Inside the gazebo chapels are life sized dioramas, like this one of the Last Supper. Photo by R.

The full ascent is spectacular. If you can’t abide all the steps there’s a funicular that can take you to the top. But if you can manage it, I highly recommend walking it (we used our feet, not our knees).

It’s something of a destination not just for pilgrims. We saw a number of joggers and even a mountain biker:

The main steps to the Bom Jesus do Monte sancturary, with a mountain biker on descent. Photo by R.

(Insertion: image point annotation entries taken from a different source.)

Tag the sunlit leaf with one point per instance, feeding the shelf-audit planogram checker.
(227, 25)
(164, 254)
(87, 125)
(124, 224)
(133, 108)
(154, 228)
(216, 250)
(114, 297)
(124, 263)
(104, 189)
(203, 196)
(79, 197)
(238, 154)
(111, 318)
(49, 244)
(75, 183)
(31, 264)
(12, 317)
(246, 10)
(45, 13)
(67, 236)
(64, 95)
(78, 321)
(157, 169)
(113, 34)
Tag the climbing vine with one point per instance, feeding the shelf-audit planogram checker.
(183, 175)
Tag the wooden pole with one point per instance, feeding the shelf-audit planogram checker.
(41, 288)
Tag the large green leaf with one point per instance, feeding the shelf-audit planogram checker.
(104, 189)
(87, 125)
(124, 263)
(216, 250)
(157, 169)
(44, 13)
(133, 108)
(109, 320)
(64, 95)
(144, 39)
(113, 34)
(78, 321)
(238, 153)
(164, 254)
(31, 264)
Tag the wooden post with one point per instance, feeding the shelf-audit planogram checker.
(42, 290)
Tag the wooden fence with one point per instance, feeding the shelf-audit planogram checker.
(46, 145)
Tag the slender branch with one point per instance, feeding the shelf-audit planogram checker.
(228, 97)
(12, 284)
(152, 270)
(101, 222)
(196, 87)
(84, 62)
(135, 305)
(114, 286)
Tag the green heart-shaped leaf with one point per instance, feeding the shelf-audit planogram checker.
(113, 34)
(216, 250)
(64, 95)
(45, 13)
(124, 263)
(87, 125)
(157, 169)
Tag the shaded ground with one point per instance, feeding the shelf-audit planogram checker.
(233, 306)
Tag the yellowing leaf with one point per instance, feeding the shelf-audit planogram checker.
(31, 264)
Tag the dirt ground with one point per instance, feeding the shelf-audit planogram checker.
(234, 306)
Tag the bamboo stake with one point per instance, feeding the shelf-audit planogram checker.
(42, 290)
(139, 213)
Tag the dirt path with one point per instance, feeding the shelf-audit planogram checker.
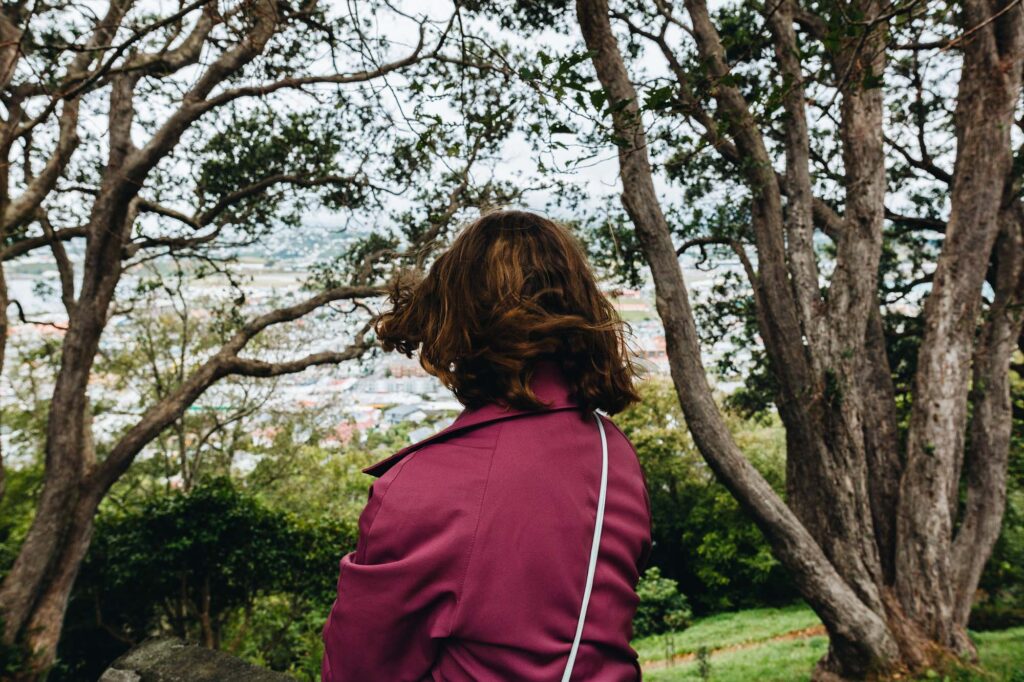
(662, 664)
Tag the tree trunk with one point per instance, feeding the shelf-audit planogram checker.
(867, 542)
(858, 635)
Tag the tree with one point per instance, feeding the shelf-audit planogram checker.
(885, 529)
(300, 123)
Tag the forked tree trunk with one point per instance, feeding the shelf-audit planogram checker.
(869, 545)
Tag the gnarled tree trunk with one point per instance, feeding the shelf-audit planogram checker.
(869, 542)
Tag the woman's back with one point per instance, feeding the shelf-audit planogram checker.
(474, 548)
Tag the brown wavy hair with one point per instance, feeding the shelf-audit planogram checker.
(512, 289)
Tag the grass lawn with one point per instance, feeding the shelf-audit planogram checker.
(783, 644)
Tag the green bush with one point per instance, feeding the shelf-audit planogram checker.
(662, 607)
(215, 565)
(701, 538)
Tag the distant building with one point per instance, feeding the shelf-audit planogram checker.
(403, 413)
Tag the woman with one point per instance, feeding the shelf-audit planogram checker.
(475, 546)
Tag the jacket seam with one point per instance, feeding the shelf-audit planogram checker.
(380, 506)
(476, 527)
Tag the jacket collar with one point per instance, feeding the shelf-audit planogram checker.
(548, 383)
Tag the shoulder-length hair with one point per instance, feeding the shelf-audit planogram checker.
(512, 289)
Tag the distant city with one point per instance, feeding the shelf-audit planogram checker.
(383, 390)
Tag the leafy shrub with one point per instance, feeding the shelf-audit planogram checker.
(662, 606)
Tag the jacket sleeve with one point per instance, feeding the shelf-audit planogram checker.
(398, 590)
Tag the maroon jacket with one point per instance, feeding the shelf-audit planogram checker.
(473, 551)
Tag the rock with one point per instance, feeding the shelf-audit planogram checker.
(170, 659)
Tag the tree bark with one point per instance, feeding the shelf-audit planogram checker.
(857, 633)
(989, 88)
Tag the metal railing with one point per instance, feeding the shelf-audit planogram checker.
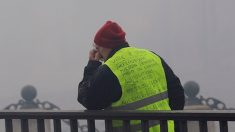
(222, 116)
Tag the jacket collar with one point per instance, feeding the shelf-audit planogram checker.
(116, 49)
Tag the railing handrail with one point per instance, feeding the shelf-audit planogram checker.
(209, 115)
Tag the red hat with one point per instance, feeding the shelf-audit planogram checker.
(110, 35)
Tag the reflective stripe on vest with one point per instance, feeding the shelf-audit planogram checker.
(137, 127)
(143, 102)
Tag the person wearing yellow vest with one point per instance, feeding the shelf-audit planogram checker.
(120, 77)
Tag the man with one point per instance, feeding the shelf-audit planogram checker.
(128, 79)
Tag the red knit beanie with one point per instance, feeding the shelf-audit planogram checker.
(110, 35)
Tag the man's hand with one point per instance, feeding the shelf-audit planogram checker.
(94, 55)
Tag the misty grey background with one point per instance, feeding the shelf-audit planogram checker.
(45, 43)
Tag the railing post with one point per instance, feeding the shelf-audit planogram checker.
(57, 125)
(24, 125)
(126, 126)
(73, 125)
(163, 126)
(145, 125)
(8, 125)
(223, 126)
(203, 126)
(182, 126)
(91, 125)
(40, 125)
(108, 126)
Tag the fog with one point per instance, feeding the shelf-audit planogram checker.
(46, 43)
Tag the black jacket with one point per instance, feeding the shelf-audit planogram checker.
(100, 87)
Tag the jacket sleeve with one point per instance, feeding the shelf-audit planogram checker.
(175, 89)
(99, 87)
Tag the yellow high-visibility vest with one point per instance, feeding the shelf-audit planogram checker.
(143, 82)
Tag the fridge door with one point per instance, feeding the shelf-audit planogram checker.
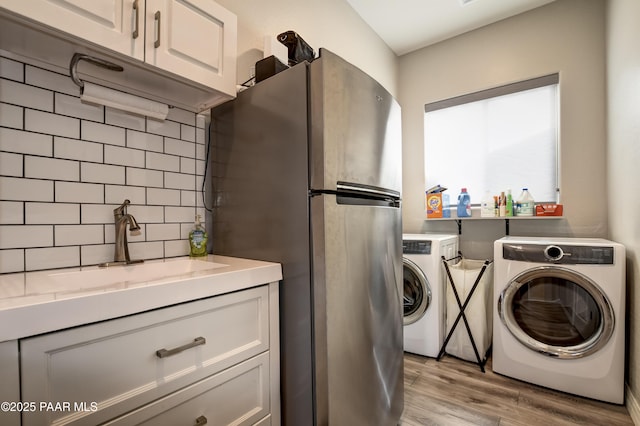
(357, 315)
(355, 127)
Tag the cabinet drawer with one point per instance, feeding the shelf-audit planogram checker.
(119, 364)
(236, 396)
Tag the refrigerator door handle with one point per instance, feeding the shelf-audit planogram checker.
(367, 190)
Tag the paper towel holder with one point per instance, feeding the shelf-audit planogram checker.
(77, 57)
(113, 98)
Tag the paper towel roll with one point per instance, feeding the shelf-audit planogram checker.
(101, 95)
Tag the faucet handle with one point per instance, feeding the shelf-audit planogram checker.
(122, 209)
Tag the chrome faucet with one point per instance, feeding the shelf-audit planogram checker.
(122, 218)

Once inside the church there is more splendor to behold. This one isn’t as ornate as some of the others we’ve seen in the country, but it is wonderful in it’s own way.

The main altar of the Bom Jesus do Monte sanctuary. Rather than gilded wood, it’s more dioramas. Photo by R.

Other than churches…

But that’s not all that’s here. For an adept azulejos hunter there are a number of buildings here with immaculately well-maintained painted tiles.

Painted tiles on a museum in Braga. Photo by T.

Also, given the Roman roots of the city there are surprising ruins to be found. Not nearly as jaw dropping as you’ll see in other countries like Italy or Turkey, but they are still great.

An active archaeological dig site of Roman baths. They’ve found an amphitheater nearby too. Photo by T.

Where we stayed

For the larger cities we have found that booking a room through AirBnB is a better value than a hotel. The space may be cramped, but the beds are a lot more comfortable in someone’s home than they are in a hotel. Our hostess, Maria, was a warm and generous woman with two grown sons and one grandson (“my diamonds”). Her dream is to travel to California to see Mt. Shasta. Having been there myself a number of times, I can’t blame her. It’s beautiful.

We told her a little about where we wanted to travel – Morocco, Jordan, Oman – and she beamed at all of them, said they were beautiful. I said we weren’t sure how safe it would be for Americans, what with our leaders not always getting along with their leaders.

She rolled her eyes in disgust, and then, batting the word away with both hands she said, “Leaders.”